Dalam talkshow bertajuk “Refleksi 25 Tahun Penyelenggaraan Otonomi Daerah Pasca Reformasi” yang digelar Asosiasi Pemerintah Kabupaten Seluruh Indonesia (Apkasi) pada Jumat (25/4/2025), muncul kritik tajam soal ketergantungan daerah kepada pemerintah pusat.
Pertama-tama, Prof Ryaas Rasyid, Penasihat Khusus Apkasi, menilai bahwa semangat otonomi daerah pasca-reformasi telah menyimpang dari tujuan awal. Ia mengungkapkan, sejak era Presiden Megawati hingga masa SBY, kewenangan daerah perlahan ditarik kembali ke pusat.
“Kewenangan yang dulu diberikan, seperti pengelolaan tambang Galian C, kini kembali dipegang pusat. Akibatnya, bupati dan walikota kembali ‘mengemis’ ke pusat karena tidak punya sumber keuangan dan kewenangan,” ujar Prof Ryaas dalam siaran pers yang diterima Ruang Bicara, Minggu (27/4/2025).
BACA JUGA:Â Pakar Ini Ungkap Cara Cerdas Ubah Parkir Liar Jadi Sumber Uang Daerah
Lebih lanjut, ia menekankan pentingnya kemandirian daerah agar pemerintah pusat bisa fokus pada isu-isu strategis global, bukan mengurusi masalah kecil di daerah.

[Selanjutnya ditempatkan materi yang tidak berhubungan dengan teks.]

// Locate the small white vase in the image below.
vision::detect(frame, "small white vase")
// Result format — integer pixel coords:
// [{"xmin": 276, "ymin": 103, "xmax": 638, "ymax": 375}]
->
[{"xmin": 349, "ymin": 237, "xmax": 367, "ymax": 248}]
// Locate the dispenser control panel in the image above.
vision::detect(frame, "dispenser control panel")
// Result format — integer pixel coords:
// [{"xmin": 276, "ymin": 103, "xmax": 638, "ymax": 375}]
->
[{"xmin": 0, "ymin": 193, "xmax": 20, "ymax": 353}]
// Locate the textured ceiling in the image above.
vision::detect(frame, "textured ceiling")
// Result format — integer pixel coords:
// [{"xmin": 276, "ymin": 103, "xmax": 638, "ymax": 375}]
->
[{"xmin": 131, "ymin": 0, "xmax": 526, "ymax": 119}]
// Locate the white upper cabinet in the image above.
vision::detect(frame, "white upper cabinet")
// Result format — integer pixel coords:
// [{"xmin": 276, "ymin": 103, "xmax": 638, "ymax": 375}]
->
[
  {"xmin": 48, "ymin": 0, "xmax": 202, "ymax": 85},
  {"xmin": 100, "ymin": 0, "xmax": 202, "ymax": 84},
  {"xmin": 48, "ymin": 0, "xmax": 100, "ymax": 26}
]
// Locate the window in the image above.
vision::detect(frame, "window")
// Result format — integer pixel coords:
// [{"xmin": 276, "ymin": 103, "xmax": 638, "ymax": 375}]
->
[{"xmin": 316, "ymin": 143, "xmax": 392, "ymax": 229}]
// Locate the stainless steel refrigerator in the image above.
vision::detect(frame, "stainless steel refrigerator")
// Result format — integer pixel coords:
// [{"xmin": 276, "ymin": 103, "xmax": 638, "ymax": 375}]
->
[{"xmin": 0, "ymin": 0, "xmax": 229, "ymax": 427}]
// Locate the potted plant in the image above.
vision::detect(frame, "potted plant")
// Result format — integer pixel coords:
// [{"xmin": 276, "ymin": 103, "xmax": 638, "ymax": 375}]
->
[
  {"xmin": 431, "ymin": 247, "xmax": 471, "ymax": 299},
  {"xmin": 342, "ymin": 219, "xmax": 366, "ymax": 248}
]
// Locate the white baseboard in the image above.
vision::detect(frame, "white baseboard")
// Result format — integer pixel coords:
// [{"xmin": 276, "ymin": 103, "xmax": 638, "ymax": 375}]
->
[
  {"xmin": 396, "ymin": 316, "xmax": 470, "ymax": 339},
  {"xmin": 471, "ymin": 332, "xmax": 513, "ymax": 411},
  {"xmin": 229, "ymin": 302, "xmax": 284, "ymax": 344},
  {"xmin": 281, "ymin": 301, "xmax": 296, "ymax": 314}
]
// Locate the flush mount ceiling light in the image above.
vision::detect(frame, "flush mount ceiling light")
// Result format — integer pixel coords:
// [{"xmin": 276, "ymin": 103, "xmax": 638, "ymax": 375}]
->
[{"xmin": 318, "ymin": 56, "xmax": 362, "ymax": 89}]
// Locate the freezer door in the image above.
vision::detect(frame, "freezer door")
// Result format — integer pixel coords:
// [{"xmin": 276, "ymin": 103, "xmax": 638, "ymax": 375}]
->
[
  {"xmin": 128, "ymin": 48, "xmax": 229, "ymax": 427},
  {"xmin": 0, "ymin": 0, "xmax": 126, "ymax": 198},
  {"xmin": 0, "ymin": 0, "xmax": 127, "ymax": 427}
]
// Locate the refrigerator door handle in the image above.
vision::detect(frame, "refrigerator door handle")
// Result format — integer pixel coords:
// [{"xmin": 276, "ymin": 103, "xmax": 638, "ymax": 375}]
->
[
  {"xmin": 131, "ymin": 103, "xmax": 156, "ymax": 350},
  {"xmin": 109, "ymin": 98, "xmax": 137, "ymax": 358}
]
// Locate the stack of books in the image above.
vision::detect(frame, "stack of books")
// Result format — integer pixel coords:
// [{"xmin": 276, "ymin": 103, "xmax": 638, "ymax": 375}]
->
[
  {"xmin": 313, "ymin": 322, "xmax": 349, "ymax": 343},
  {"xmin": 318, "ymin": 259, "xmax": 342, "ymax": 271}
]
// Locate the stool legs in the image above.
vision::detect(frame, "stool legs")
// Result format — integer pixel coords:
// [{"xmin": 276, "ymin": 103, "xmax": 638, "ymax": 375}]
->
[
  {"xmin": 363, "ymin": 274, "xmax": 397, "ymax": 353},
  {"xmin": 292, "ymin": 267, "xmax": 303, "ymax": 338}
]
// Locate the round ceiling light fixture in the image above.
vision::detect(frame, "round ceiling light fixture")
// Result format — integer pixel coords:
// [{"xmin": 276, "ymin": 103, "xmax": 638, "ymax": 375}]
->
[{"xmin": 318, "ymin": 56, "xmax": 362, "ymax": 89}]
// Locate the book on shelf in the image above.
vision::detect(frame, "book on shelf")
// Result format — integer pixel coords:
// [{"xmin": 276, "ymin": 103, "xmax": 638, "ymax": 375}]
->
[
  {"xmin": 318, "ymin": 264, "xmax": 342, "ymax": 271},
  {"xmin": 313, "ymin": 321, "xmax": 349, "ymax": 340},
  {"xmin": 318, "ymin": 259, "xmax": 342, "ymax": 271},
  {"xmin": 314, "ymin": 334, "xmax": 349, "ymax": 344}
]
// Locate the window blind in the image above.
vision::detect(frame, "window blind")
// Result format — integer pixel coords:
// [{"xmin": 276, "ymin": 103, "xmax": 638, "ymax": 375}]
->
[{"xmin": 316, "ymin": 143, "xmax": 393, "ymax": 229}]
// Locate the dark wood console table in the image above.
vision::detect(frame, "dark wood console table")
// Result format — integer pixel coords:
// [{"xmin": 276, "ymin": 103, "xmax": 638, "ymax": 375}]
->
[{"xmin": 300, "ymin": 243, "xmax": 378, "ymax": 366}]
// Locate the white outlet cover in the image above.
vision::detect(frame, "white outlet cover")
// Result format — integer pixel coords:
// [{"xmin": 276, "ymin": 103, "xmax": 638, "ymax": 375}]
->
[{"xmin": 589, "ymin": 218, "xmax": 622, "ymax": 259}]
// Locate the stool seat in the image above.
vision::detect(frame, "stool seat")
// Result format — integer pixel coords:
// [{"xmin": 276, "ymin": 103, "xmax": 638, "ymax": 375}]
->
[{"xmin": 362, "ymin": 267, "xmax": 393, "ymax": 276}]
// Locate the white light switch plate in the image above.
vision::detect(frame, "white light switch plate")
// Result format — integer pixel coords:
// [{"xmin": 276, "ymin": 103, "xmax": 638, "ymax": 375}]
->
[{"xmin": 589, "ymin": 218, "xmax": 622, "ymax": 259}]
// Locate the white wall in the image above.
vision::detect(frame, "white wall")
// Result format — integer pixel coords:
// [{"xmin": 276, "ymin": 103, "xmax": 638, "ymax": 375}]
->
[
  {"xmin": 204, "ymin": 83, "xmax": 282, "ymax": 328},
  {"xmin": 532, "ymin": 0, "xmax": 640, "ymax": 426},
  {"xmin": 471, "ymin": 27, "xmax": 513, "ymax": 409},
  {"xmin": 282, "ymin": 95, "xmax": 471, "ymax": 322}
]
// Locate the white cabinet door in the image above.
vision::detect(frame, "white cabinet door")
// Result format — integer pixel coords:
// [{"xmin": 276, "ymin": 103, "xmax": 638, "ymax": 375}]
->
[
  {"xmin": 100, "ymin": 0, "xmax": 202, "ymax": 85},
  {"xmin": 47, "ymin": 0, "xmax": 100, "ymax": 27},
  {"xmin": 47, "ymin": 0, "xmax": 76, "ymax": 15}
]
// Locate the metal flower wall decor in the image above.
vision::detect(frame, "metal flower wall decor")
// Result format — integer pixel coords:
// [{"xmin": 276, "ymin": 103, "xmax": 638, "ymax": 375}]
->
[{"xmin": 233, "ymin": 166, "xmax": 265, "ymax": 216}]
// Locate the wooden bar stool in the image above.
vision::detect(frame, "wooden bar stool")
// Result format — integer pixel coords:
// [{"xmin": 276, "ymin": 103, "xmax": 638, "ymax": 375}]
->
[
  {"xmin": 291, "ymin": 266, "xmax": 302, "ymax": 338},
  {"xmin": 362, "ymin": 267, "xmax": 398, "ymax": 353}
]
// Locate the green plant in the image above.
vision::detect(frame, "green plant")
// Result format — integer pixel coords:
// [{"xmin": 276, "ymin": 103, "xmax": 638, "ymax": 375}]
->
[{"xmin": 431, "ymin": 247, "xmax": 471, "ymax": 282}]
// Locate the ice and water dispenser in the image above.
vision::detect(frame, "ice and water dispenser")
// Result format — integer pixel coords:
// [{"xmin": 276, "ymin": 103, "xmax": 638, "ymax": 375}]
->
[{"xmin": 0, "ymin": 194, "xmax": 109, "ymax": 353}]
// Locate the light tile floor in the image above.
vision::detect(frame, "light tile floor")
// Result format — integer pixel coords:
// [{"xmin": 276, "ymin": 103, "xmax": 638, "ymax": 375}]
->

Selain itu, Prof Ryaas juga menilai bahwa pemerintah pusat belum sepenuhnya ikhlas dalam memberikan otonomi kepada daerah. Ia mengingatkan bahwa otonomi sejatinya bertujuan untuk mensejahterakan rakyat.
“Otonomi bukan soal menghambat nasionalisme. Justru, rakyat akan semakin mencintai bangsa ini jika kesejahteraannya meningkat,” tegasnya.
Ia pun meminta Apkasi untuk terus memperjuangkan suara daerah agar didengar di tingkat nasional.
Otonomi Mulai Digerus
Selanjutnya, Herman N. Suparman, Direktur Eksekutif KPPOD, menyatakan bahwa arah otonomi daerah mulai bergeser. Menurutnya, berbagai regulasi, termasuk UU No. 23/2014 dan Inpres No. 1/2025, justru mempersempit ruang gerak daerah.
“Transfer ke daerah diatur dalam APBN, tapi dikalahkan oleh Inpres. Ini membuat daerah tak punya ruang kreatif dalam mengelola anggaran,” kritik Herman.
Meski begitu, ia mengakui ada dampak positif otonomi daerah, seperti penurunan angka kemiskinan dan munculnya pemimpin daerah yang inovatif.
Di sisi lain, Pjs. Ketua Umum Apkasi, Mochamad Nur Arifin atau Cak Ipin, menegaskan bahwa otonomi daerah harus dipahami lebih dari sekadar desentralisasi. Ia mengingatkan bahwa semangat otonomi sudah ada sejak masa Soekarno-Hatta dan bahkan diterapkan oleh Presiden Soekarno pada 1960.
“Otonomi bukan sekadar berbagi kewenangan. Ini soal menguatkan struktur pemerintahan yang dekat dengan rakyat, termasuk desa,” ujarnya.
Cak Ipin juga menyoroti pentingnya memperjelas peran gubernur sebagai kepala daerah sekaligus wakil pemerintah pusat, agar tidak menimbulkan kerumitan birokrasi.